品質は死活問題だ。特にセキュリティ品質はサービスの命運を左右することさえある。クソどうでもいいポエム投稿サービスでさえ、セキュリティ品質を疎かにすることはできない。僕たちはそういう教育を受けてきた。

だから、後に大手SIerの孫請けで某政府機関に関わるシステムに関わっていた時も、あらゆるリスクを考慮してプログラミングした。扱うのはポエムではなかった。国や自治体の重要な情報だ。僕たちはパラノイアのようにプログラミングした。


リリース直前、元請けから不思議なExcelファイルがやってきた。セキュリティチェック項目表というシートがあって、簡単に言うと、あなたの作ったシステムで以下のセキュリティホールへの対策をしているか、「はい」か「いいえ」で答えなさい。というものだった。

SQLインジェクションはできないようになっていますか?→はい
XSS脆弱性の対策はしていますか?→はい
CSRF脆弱性の対策はしていますか?→はい

はい、以外に答えようがあるのだろうか、と思った。「CSRFですかーあるかもしんないですねー」と軽い調子で答えてみたらどうなるだろう?と思ったけど、多分一悶着があった後で、「修正してください」と言われるだけだろう、ということは容易に想像できたから、僕は正直に、全ての対策が万全であることをExcelファイルに記入した。そして、本人が見逃した脆弱性の責任は誰が取るのだろうと考えた。

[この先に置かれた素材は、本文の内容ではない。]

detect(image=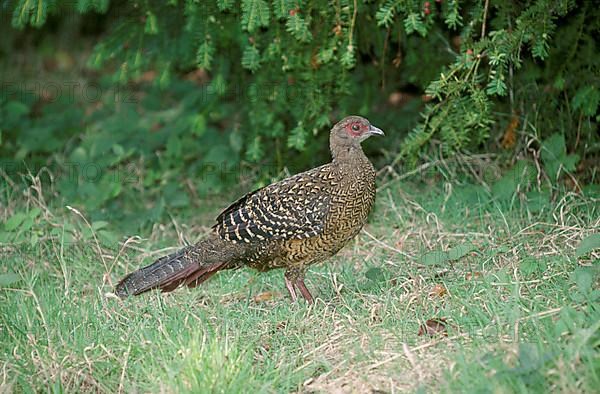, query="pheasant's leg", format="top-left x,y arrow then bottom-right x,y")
284,272 -> 298,302
296,277 -> 314,304
284,268 -> 313,304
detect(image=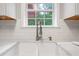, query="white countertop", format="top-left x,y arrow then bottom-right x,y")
0,42 -> 17,56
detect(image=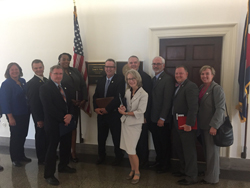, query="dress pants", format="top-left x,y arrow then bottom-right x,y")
150,123 -> 171,168
6,114 -> 30,161
201,130 -> 220,183
35,123 -> 48,162
172,121 -> 198,181
136,123 -> 149,162
97,111 -> 124,159
44,129 -> 72,178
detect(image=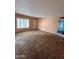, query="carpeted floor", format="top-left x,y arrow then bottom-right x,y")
15,31 -> 64,59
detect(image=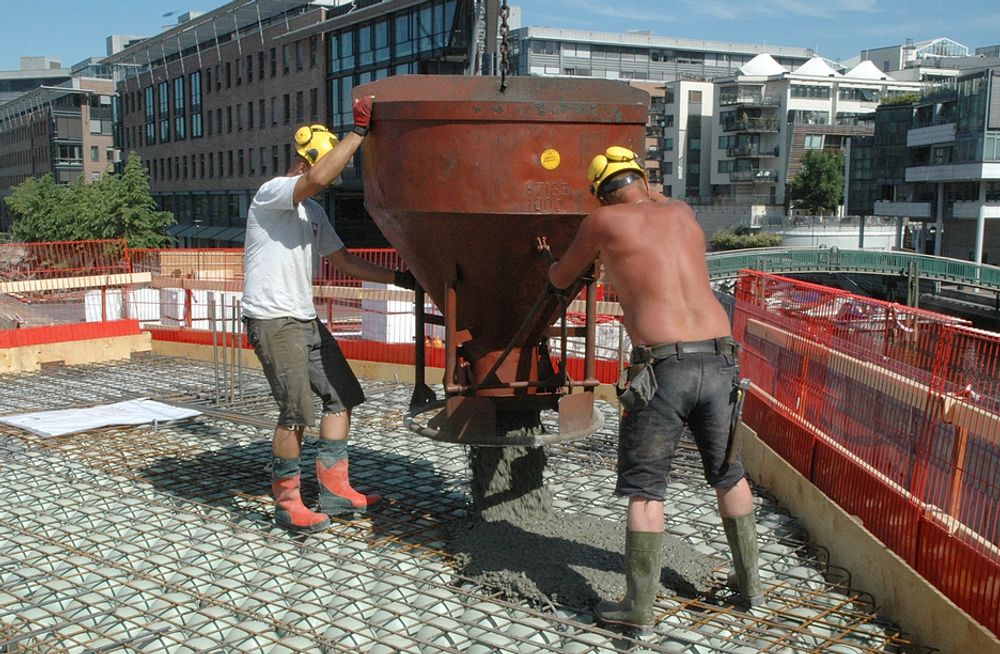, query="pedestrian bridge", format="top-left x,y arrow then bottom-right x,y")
707,247 -> 1000,290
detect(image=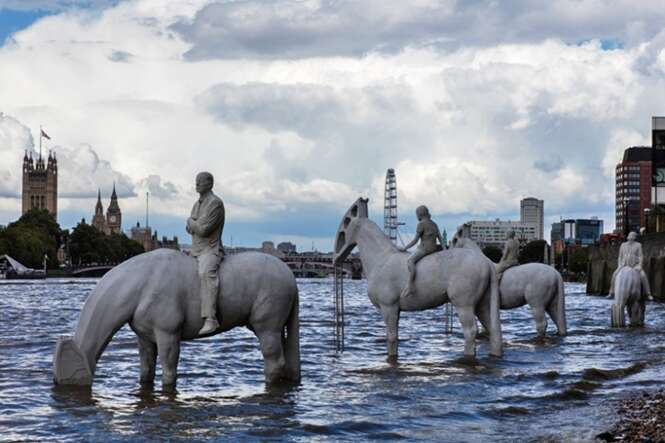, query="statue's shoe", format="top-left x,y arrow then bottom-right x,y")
199,318 -> 219,335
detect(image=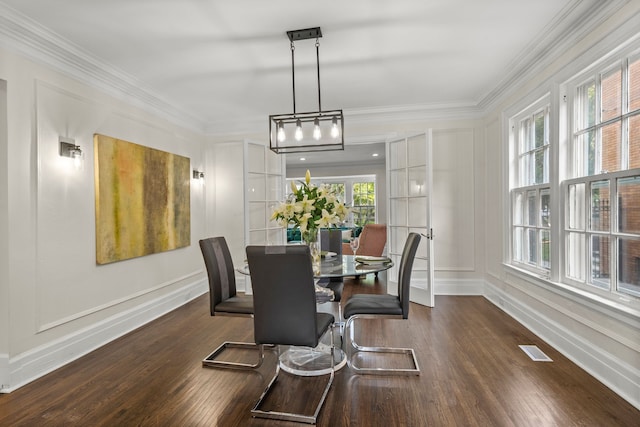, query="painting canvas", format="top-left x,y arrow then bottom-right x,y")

あるいは、このように言質をとっておいて、大手SIerの特別セキュリティ査察チームがペネトレーションテストを行って、僕たちの見込みの甘さを暴く、という演出なのかもしれない。と思った。「意図しない文字コードを混入した場合、SQLインジェクションが成立しますね」と黒いスーツに身を包んだ、いかにもなエリートの外見の美女に個室で説教されるのかもしれないとも思った。

だけど、その可能性は皆無だった。納期は2週間後だし、元請けがコストをかけて自分から納期に間に合わないことをするのもいかにも不合理だったからだ。
だから、言いたくはないが、儀式のようなものなんだろうと思った。何かあった時に、ベンダーが大丈夫だと言ったんです!私たちも騙されたんです!と言いたいための。

ある時などは、明らかに対応していない設備(IDSとかだったと思う)を導入しているかのチェックがあった。
僕は当然言った。
「そんなの見積もりにも入れてないし、もちろん設置されてもないから『いいえ』にしますね」
Excelシートを手渡した。営業が頭を抱えて言った。
「ここ・・・・・・何とか『はい』になりませんか?追加予算はないんですが」
なりませんよ。と僕は冷たく返した。

その後色々あって、チェックは合格して、システムは完成した。IDSは最後まで姿形もなかった。何があったかは察してほしい。

たまに、コンサルを雇えるぐらいの金持ちクライアントがやってきて、外部機関によるセキュリティ診断が実施されることもあった。いよいよ僕たちも年貢の納め時かな?と様々なマニアックなハックに対する準備を進めていると、60ページぐらいのPDFが送られてくる。
立派な装丁の「セキュリティチェック診断結果(社外秘)」に目を通すと、URLごとに自動生成されたレポートページが飽きる事も無く続いていて、主な問題は、Webサーバーが脆弱なDESを含む暗号化スイートをサポートしていることを教えてくれる。なにしろ全ページにわたって同じ指摘があるのだ。
もちろん大事なことなのだが、僕たちにではなく、IE8サポートしろっていったクライアントに言ってくれるのが一番なのは間違いなかった。

大手のシステムになればなるほど、こういった儀礼的なことが増えていった。多くの場合、システムのセキュリティを担保しているのは現場のエンジニアの経験と勘のように思えた。彼らがボトムアップしなければ、致命的な問題が最後まで残っただろう、ということを幾つか見聞きした。
だけど、そういったセキュリティに強いエンジニアが長持ちすることはなかった。彼らもまた十把一絡げのエンジニアとともに契約を終了され、現場を渡り歩いて、そのうちどこかにいなくなった。代わりに入ってくるのは新米で、僕たちは彼らをパラノイアに育てあげようとするのだが、彼らの大半はパラノイアになる前に、もっと割のいい仕事を求めて辞めてしまう。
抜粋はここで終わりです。